Das ist aber nicht alles.
Ich nehme an, gemessen hat Adenin das im DC-Bereich seines Messgerätes, nicht AC.
Dann haben wir es also mit einem Mittelwert zu tun.
Das macht die Sache schwierig, weil die Lampe die LED per PWM steuert und die LED sehr nichtlinear ist (Diodenkennlinie), denn der mittlere LED-Strom verhält sich bei PWM zur mittleren Vf nicht gemäß LED-Kennlinie.

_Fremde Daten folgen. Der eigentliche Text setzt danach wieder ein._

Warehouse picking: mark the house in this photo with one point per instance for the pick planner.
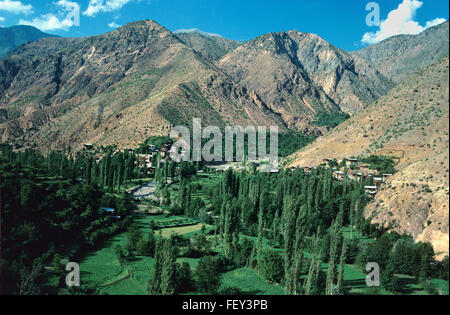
(378, 181)
(371, 189)
(106, 210)
(370, 174)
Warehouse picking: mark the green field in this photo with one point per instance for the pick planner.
(101, 267)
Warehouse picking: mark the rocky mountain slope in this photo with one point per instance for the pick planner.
(117, 88)
(411, 122)
(211, 47)
(300, 75)
(401, 56)
(136, 81)
(14, 36)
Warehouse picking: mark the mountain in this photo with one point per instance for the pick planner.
(14, 36)
(117, 88)
(401, 56)
(412, 123)
(211, 47)
(300, 75)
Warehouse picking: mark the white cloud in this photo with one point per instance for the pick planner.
(15, 7)
(63, 20)
(196, 30)
(113, 25)
(400, 21)
(98, 6)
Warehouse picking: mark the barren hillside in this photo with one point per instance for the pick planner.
(411, 122)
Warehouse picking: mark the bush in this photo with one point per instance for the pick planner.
(271, 266)
(207, 275)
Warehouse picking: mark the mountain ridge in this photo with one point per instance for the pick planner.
(410, 123)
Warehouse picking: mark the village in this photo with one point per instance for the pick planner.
(353, 169)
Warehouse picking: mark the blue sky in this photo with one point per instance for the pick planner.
(343, 23)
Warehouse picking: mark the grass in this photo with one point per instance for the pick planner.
(250, 283)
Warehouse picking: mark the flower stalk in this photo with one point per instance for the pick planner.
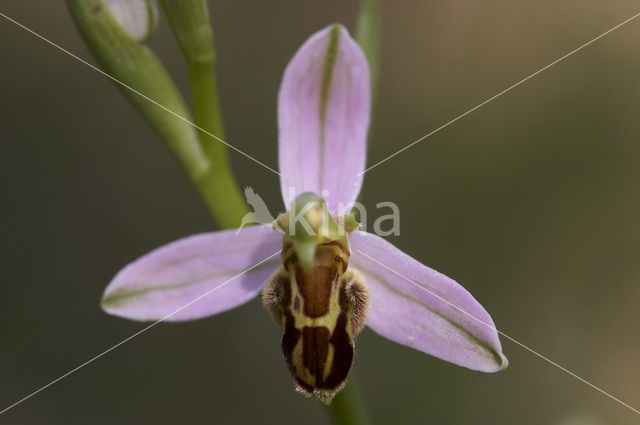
(146, 84)
(191, 26)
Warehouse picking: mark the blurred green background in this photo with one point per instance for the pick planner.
(531, 203)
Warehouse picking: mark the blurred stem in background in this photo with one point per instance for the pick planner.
(368, 34)
(112, 30)
(347, 408)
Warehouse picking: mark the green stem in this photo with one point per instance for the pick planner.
(145, 82)
(347, 408)
(223, 197)
(191, 25)
(368, 35)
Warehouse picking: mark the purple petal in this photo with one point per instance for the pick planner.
(405, 309)
(171, 277)
(323, 117)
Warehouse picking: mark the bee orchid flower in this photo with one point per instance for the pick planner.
(330, 279)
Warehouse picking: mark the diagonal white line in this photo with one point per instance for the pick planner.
(95, 68)
(501, 333)
(501, 93)
(94, 358)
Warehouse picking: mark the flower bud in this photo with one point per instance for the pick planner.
(139, 18)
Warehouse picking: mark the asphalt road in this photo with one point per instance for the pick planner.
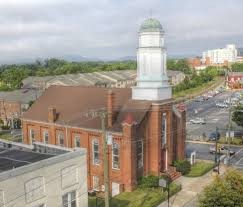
(214, 116)
(202, 153)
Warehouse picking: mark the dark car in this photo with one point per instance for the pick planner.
(213, 136)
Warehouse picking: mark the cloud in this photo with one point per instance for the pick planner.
(108, 28)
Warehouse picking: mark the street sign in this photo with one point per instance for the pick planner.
(162, 183)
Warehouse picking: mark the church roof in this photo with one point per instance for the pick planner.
(151, 25)
(72, 103)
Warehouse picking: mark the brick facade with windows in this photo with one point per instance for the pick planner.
(235, 80)
(136, 128)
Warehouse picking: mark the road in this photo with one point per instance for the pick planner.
(202, 152)
(214, 116)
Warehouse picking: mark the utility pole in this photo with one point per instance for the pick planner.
(216, 146)
(105, 159)
(229, 132)
(102, 114)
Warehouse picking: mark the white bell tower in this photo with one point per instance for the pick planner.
(152, 80)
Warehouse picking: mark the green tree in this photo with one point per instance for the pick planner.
(224, 191)
(237, 67)
(238, 115)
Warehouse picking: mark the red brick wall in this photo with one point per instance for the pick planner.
(149, 130)
(8, 108)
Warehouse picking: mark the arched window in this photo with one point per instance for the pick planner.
(163, 130)
(140, 154)
(32, 135)
(95, 150)
(77, 140)
(46, 137)
(115, 156)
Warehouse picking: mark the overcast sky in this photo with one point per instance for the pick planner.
(31, 29)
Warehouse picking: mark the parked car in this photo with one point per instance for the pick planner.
(213, 136)
(199, 99)
(198, 121)
(221, 150)
(222, 105)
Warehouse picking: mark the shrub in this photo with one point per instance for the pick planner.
(183, 166)
(5, 127)
(149, 181)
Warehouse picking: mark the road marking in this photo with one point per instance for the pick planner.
(238, 151)
(237, 163)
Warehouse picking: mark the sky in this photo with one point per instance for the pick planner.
(108, 29)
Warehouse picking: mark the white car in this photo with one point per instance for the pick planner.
(198, 121)
(221, 150)
(222, 105)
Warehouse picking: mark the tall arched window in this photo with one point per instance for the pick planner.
(95, 150)
(115, 156)
(163, 130)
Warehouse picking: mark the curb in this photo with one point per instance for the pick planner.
(212, 143)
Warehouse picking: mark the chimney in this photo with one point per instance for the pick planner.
(110, 108)
(52, 114)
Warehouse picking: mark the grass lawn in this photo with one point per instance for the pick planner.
(6, 136)
(149, 197)
(236, 141)
(10, 137)
(200, 168)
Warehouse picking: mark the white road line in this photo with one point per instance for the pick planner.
(237, 163)
(238, 151)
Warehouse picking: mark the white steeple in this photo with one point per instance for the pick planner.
(152, 80)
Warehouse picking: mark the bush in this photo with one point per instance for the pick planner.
(152, 181)
(5, 127)
(183, 166)
(149, 181)
(200, 168)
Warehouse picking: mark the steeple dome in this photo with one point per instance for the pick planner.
(151, 25)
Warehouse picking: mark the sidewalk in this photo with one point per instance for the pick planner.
(191, 187)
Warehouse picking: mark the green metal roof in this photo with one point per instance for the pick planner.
(151, 25)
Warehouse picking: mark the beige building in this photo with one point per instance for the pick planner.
(42, 176)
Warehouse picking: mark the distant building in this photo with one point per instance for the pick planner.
(107, 79)
(14, 103)
(235, 80)
(240, 52)
(146, 128)
(194, 62)
(220, 56)
(42, 175)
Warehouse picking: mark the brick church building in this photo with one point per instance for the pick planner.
(146, 128)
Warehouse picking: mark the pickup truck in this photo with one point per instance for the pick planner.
(221, 150)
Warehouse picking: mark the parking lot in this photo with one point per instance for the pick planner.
(214, 117)
(203, 153)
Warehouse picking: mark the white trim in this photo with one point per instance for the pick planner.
(141, 155)
(44, 136)
(166, 160)
(32, 132)
(112, 156)
(77, 137)
(95, 179)
(69, 126)
(95, 162)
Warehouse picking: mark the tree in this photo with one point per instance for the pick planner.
(224, 191)
(238, 115)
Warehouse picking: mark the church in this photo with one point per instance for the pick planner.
(146, 128)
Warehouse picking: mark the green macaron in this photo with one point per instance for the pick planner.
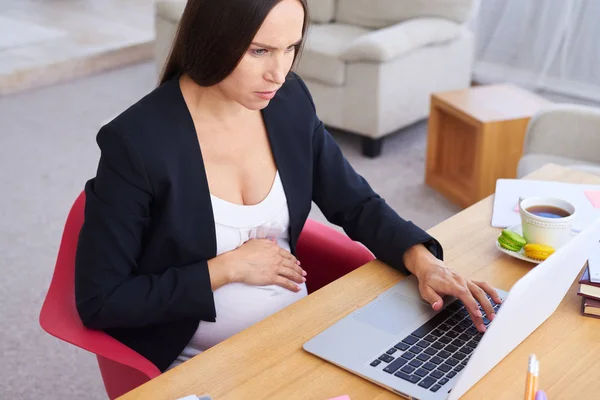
(511, 241)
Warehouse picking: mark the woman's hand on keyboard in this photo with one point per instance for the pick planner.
(436, 280)
(261, 262)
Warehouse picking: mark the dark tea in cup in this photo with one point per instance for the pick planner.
(548, 211)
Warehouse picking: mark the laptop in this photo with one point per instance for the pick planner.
(398, 342)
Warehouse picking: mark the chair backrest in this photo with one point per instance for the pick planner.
(327, 254)
(565, 130)
(122, 368)
(379, 14)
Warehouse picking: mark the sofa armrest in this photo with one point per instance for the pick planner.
(565, 130)
(386, 44)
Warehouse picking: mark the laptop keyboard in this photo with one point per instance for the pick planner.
(437, 351)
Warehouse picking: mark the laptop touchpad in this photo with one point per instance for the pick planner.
(393, 312)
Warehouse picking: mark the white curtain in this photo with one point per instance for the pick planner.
(541, 44)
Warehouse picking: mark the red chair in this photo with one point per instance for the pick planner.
(324, 253)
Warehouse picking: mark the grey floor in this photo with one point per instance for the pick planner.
(48, 151)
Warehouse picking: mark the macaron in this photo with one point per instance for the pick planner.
(538, 251)
(511, 241)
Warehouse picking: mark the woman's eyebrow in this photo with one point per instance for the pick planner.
(274, 48)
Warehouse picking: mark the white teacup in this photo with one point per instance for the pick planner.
(546, 220)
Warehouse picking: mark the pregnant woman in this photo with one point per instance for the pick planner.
(203, 187)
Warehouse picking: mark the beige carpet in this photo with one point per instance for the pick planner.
(48, 151)
(46, 42)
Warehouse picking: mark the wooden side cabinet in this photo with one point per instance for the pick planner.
(475, 136)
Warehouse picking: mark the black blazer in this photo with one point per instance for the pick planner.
(141, 265)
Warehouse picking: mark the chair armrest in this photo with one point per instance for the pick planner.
(327, 254)
(386, 44)
(565, 130)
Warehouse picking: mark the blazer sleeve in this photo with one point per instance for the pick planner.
(347, 200)
(109, 292)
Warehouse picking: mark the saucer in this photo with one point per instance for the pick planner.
(521, 253)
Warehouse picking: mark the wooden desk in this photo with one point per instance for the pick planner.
(266, 361)
(476, 137)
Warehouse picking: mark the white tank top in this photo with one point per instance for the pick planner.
(239, 305)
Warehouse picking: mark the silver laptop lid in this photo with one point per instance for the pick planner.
(531, 300)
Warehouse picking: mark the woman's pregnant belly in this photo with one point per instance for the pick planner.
(239, 306)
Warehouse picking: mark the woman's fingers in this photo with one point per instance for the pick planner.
(489, 290)
(430, 296)
(286, 283)
(464, 295)
(481, 297)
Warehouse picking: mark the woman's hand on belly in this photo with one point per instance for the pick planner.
(261, 262)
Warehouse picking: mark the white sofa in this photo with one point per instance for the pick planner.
(371, 65)
(564, 134)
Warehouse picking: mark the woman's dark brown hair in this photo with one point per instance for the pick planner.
(213, 36)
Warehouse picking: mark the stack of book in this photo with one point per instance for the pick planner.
(589, 289)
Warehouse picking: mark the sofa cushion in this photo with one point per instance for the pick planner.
(325, 43)
(382, 13)
(170, 10)
(321, 11)
(383, 45)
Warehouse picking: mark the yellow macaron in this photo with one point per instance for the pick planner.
(538, 251)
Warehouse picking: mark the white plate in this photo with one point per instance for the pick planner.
(520, 254)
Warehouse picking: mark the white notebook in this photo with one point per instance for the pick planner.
(594, 265)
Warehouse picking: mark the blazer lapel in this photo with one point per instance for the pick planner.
(293, 163)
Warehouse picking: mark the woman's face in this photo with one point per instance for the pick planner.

Beispiel: 3A 100% und 6A 50% ergeben zwar den gleichen mittleren Strom (3A), aber nicht die gleiche mittlere Vf (3,35V bzw. 3,5V*50%=1,75V).
Die Mittelung lässt Vf zu niedrig aussehen, weil Vf weit unterproportional (ca. logarithmisch) mit dem Strom ansteigt.
Man müsste Spitzenstrom und Spitzenspannung messen, um die tatsächliche Vf vs. I der LED zu bestimmen.
Echteffektivwert ist hier auch wenig hilfreich, denn der geht von ohmscher Last aus.